Speaking on India’s viewpoint on ‘privacy’ and ‘cyber-security’, Karti Chidambaram, a member of the Lower House of the Indian Parliament and a member of the Parliamentary Standing Committee on Information Technology, said, “There is no one view on this, since privacy is largely a concern for the upper class Indians and the general mass hardly bother about privacy. though they are concerned about e-payment frauds.” He elaborated on the data protection and utilization capacities of the ‘Aarogya Setu’, app developed by the Ministry of Electronics and Information Technology, Government of India for the purpose of tracing people with symptoms of COVID-19.
Marilia Maciel, from the Geneva-based Diplo Foundation, presented an overview of cyber security regimes around the world including developments in related international and regional rules with respect to Internet governance. She underlined the importance of the Budapest Convention on Cybercrime but, pointed out that there is no international instrument with global reach at the moment. She expressed her caution about situations where artificial intelligence can pose cybersecurity concerns by creating sophisticated malwares that are very hard to detect. When even large firms can take around three months to detect, one can imagine the vulnerability of small businesses.

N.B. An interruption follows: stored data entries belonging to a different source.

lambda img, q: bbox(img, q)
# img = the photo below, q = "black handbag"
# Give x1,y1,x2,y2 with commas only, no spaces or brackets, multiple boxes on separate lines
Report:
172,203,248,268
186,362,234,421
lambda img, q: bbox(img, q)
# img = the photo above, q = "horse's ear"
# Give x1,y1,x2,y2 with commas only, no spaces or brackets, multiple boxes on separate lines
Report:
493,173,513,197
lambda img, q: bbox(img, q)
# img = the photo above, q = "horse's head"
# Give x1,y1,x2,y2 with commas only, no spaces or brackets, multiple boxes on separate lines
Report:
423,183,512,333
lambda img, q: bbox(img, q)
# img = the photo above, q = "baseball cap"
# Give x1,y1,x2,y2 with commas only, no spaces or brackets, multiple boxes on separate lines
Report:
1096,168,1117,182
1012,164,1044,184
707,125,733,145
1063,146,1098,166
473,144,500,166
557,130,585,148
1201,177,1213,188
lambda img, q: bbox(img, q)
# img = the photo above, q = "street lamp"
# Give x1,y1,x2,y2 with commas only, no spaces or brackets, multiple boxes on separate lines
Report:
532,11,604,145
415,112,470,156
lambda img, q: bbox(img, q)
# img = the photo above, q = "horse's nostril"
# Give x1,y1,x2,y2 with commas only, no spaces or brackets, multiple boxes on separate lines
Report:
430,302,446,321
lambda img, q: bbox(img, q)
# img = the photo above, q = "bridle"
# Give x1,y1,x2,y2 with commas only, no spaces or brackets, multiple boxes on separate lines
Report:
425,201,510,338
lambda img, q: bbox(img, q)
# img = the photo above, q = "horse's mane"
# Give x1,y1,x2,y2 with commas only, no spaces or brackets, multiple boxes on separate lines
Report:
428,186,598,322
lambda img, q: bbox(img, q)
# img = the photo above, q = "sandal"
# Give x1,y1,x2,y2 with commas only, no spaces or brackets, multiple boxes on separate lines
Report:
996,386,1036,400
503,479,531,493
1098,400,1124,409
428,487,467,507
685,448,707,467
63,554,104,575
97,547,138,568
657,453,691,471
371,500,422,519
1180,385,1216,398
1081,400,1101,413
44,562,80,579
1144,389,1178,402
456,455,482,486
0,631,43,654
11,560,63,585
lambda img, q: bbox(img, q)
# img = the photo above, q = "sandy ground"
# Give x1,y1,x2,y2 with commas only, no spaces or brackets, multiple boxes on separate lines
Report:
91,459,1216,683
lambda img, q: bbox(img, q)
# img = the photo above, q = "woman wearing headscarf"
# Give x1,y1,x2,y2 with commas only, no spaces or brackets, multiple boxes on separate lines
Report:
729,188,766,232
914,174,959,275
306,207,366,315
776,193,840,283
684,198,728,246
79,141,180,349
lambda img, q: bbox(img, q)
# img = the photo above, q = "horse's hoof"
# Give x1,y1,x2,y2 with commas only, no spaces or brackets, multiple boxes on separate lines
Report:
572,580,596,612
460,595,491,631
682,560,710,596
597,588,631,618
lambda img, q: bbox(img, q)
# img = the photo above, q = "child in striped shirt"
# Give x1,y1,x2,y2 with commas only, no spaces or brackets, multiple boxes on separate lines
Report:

This session highlighted the various facets of cybersecurity, data privacy and protection. Participants agreed that to promote digital trust the development of multilateral frameworks, good governance and norms on cybersecurity and data privacy is pivotal. It was also recognized that a strong social security system is mooted to mitigate gig workers’ vulnerabilities, especially due to the disruptions caused by COVID-19.